А матерное ругательство прозвучало как тихое извинение, адресованное мне.
Сквернословил он крайне редко и, в отличие от других мальчишек, избегал даже грубых слов; кроме этого эпизода, мне запомнились только два таких случая: фраза о Майе, о том, что он собирается сделать с ней, и слова, прозвучавшие в школьном туалете.
О том, что я могу поиметь на полдник.
Во мне это сохранилось как тяжкое оскорбление, как незаживающая рана, я об этом забыл, но не мог простить.

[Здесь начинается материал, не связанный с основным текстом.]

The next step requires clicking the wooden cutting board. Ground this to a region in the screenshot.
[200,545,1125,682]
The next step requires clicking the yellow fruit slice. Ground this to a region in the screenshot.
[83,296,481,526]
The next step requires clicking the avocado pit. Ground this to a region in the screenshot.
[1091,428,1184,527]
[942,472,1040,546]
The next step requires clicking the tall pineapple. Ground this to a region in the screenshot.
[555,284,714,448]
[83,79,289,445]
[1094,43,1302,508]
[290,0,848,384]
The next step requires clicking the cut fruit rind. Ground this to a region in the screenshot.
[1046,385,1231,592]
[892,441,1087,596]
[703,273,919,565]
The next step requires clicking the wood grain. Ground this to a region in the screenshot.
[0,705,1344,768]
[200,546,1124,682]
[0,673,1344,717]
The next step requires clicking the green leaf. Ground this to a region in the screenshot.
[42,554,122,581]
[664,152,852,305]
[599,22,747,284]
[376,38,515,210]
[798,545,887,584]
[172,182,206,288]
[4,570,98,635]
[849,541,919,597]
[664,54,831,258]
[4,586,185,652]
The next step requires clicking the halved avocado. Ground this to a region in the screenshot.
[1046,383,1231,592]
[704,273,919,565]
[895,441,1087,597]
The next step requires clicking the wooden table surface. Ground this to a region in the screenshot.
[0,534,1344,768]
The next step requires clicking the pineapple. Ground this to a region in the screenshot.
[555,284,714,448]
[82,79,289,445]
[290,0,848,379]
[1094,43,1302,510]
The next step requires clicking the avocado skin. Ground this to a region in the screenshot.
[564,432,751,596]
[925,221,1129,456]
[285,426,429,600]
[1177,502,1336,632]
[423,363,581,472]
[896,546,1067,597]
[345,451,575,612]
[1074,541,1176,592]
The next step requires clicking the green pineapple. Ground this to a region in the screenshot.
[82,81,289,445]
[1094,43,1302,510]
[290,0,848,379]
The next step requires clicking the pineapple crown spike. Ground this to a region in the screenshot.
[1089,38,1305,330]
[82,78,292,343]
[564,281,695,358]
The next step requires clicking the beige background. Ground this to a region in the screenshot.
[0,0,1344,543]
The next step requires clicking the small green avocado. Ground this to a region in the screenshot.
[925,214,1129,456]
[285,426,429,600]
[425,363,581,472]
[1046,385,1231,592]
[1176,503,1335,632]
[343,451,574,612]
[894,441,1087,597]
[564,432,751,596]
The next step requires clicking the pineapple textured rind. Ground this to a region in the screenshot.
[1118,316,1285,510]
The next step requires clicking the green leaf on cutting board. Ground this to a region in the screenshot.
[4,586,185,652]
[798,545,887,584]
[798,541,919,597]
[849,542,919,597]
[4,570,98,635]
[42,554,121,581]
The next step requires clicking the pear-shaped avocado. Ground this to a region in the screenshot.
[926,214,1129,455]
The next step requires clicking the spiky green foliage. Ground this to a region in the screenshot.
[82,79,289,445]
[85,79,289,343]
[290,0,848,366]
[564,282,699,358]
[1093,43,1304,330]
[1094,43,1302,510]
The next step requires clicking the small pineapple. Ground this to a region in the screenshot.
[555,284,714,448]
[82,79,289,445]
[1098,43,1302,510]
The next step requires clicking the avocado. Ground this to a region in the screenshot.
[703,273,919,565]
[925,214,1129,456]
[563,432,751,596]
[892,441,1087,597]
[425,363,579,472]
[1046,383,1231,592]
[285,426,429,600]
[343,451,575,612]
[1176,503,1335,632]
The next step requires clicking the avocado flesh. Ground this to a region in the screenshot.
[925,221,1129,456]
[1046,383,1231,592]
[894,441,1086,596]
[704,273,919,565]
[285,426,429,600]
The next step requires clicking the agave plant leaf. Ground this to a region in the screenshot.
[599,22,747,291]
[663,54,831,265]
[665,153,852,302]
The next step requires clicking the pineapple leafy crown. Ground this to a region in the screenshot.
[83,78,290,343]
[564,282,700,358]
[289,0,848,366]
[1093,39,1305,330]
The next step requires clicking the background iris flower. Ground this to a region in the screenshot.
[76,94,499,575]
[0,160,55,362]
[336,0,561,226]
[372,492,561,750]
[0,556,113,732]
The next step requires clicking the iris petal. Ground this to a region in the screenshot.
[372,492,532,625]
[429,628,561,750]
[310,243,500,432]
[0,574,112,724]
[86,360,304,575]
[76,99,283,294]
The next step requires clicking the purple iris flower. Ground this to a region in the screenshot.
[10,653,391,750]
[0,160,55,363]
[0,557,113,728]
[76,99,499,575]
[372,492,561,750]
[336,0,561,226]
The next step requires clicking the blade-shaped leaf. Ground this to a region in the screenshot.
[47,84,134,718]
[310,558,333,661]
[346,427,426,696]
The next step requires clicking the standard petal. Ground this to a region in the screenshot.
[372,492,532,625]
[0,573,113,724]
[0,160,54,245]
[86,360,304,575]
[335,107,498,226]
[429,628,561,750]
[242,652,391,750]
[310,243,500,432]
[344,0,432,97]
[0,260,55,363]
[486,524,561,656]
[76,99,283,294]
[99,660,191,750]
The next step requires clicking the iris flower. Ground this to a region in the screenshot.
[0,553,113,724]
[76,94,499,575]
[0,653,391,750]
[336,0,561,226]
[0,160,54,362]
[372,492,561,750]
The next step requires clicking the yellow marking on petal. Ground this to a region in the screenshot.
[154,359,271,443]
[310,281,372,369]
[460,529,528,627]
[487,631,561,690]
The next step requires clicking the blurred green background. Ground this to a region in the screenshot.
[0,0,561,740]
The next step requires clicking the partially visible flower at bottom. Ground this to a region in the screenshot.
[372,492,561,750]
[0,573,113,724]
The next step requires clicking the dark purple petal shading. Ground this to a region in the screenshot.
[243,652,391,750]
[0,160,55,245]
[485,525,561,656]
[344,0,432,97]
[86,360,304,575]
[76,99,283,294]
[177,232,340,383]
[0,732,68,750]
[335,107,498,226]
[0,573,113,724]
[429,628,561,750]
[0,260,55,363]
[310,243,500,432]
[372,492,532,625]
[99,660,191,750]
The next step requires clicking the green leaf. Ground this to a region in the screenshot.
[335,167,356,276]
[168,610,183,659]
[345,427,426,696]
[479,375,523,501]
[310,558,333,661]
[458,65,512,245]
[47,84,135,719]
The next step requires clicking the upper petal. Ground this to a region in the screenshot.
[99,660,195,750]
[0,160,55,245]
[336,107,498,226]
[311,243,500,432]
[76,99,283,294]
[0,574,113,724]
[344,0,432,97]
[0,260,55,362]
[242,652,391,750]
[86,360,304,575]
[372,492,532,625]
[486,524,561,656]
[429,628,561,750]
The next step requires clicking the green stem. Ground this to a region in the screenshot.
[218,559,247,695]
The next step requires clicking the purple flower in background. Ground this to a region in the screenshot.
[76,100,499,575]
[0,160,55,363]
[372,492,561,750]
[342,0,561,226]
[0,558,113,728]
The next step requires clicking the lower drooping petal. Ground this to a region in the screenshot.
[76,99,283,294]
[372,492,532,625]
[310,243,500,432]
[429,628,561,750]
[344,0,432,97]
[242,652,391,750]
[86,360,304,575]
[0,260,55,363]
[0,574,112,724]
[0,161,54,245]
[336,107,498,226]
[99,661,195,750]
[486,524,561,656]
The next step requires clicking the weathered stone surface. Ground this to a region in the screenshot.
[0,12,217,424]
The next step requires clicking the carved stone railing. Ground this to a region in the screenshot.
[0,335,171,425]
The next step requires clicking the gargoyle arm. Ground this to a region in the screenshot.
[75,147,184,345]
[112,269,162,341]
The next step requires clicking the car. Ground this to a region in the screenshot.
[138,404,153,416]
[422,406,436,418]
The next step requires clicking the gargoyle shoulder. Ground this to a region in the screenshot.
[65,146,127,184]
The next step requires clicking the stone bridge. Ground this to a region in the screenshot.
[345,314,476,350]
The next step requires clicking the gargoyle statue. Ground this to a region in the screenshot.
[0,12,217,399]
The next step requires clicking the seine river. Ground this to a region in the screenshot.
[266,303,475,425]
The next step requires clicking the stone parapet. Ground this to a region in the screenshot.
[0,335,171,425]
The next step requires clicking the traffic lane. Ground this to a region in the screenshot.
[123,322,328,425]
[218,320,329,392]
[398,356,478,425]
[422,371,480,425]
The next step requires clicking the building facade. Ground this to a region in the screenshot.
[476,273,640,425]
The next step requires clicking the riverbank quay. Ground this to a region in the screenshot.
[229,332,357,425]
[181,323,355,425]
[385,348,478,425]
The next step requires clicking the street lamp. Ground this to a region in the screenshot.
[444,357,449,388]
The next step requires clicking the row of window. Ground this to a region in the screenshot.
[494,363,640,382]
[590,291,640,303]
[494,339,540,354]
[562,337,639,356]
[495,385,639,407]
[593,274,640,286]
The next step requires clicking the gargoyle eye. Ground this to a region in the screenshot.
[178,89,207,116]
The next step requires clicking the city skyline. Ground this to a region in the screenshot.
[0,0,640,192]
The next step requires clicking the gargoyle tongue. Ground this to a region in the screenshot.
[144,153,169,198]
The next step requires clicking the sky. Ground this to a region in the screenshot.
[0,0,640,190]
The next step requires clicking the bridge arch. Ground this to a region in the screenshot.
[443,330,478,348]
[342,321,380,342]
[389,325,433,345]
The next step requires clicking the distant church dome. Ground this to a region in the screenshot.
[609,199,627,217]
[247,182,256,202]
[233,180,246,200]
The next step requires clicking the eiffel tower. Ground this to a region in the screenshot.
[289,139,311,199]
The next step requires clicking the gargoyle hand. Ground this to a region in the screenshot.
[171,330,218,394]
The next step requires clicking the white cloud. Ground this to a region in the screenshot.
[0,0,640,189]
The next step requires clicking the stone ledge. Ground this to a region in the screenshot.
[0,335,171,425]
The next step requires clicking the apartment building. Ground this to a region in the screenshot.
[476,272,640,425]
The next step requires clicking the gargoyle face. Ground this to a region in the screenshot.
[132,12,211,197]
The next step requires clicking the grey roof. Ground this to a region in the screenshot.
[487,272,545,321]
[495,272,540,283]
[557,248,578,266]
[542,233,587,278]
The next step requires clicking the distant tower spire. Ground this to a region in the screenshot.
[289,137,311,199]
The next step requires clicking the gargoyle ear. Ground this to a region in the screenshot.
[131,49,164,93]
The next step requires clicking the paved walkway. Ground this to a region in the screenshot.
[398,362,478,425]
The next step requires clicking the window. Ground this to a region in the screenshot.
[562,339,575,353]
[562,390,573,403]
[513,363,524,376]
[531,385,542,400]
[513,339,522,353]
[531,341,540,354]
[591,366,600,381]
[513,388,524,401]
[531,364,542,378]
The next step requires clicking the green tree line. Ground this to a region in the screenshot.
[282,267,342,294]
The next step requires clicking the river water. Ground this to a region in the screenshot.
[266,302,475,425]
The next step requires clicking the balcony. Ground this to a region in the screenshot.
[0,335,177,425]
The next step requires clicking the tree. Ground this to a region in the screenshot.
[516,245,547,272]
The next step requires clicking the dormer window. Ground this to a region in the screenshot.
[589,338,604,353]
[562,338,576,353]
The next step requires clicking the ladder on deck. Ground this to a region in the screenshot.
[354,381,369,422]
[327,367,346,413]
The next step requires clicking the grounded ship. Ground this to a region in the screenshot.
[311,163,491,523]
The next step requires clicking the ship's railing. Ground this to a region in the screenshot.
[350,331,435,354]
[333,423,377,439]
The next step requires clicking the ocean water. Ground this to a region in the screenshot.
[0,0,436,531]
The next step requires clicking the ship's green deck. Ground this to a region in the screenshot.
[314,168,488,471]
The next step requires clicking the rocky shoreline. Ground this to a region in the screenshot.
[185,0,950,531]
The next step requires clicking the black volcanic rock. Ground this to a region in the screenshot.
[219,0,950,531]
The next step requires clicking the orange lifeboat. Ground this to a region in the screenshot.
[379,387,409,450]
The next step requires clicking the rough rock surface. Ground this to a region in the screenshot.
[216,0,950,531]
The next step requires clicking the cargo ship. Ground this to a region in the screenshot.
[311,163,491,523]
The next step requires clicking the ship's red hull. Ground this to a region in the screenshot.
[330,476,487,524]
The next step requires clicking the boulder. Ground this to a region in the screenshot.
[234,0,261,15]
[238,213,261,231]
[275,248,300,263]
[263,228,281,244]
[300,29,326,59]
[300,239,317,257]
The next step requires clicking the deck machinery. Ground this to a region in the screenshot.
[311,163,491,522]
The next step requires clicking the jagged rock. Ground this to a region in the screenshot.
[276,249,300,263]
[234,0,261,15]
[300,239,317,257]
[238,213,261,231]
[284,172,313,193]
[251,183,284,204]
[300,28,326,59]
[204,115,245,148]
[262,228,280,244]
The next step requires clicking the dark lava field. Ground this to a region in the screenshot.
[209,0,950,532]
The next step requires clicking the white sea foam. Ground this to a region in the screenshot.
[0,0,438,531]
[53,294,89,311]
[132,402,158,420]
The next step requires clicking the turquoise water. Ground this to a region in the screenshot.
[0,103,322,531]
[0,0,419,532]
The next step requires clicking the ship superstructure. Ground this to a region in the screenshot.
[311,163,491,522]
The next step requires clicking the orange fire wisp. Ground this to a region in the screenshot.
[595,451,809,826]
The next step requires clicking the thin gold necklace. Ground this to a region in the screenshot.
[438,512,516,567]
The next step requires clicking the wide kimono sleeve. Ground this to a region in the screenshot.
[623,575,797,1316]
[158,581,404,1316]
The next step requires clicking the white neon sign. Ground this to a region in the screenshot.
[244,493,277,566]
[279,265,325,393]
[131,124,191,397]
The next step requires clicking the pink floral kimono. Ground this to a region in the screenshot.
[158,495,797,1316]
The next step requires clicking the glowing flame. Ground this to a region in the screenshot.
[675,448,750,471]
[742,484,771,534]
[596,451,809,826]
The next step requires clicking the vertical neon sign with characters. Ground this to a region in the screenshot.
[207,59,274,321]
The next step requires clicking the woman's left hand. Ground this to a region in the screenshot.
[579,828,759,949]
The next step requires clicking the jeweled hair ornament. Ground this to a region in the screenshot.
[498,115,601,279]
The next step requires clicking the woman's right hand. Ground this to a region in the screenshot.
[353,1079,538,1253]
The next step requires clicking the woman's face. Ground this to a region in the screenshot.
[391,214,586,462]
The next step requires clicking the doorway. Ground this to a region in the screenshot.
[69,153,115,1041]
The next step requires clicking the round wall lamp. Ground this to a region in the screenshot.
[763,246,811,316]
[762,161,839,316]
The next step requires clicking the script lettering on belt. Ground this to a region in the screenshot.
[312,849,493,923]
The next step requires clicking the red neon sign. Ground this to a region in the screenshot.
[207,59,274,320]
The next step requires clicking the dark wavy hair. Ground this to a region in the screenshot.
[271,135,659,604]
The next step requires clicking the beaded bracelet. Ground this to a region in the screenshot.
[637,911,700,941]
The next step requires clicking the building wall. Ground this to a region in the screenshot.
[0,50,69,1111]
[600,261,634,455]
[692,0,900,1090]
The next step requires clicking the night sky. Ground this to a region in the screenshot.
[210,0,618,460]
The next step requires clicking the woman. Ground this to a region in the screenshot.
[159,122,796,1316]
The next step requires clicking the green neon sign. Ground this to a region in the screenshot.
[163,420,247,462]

И не потому только, что своей, казалось бы, безобидной грубостью он поддержал Кристиана и Према, а что ему оставалось делать? ведь как бы ни было больно, я не мог обижаться на постоянную, временами даже интригующую неопределенность человеческих отношений, ибо она, эта неопределенность, была тогда в порядке вещей, в ней явно проступал дух времени, когда невозможно было с уверенностью сказать, кто твой враг, а кто друг, и в конечном счете всех нужно было считать врагами; ведь достаточно было только вспомнить о страхе и ненависти, которые охватывали меня у ограды, окружавшей запретную зону, и я уже сам не знал, на чьей стороне мое место, или вспомнить о мучившем меня чувстве, что из-за моего отца все считают меня стукачом, хотя я еще никогда никого не предал, в то время как он, будучи вынужденным присоединиться к ним, предал самую глубокую тайну нашей дружбы, даже если другие понятия не имели, что он имел в виду, говоря, что на полдник я могу получить член Према, не могли взять в толк, что это за намек, но все же! мне показалось, что он перед всеми как бы сказал мне, и это было более чем предательство! будто это я, только о том и мечтавший, как бы заполучить его на полдник! взялся за его член, как будто все между нами произошло не в силу глубокой взаимности и как будто вовсе не он был в этом инициатором.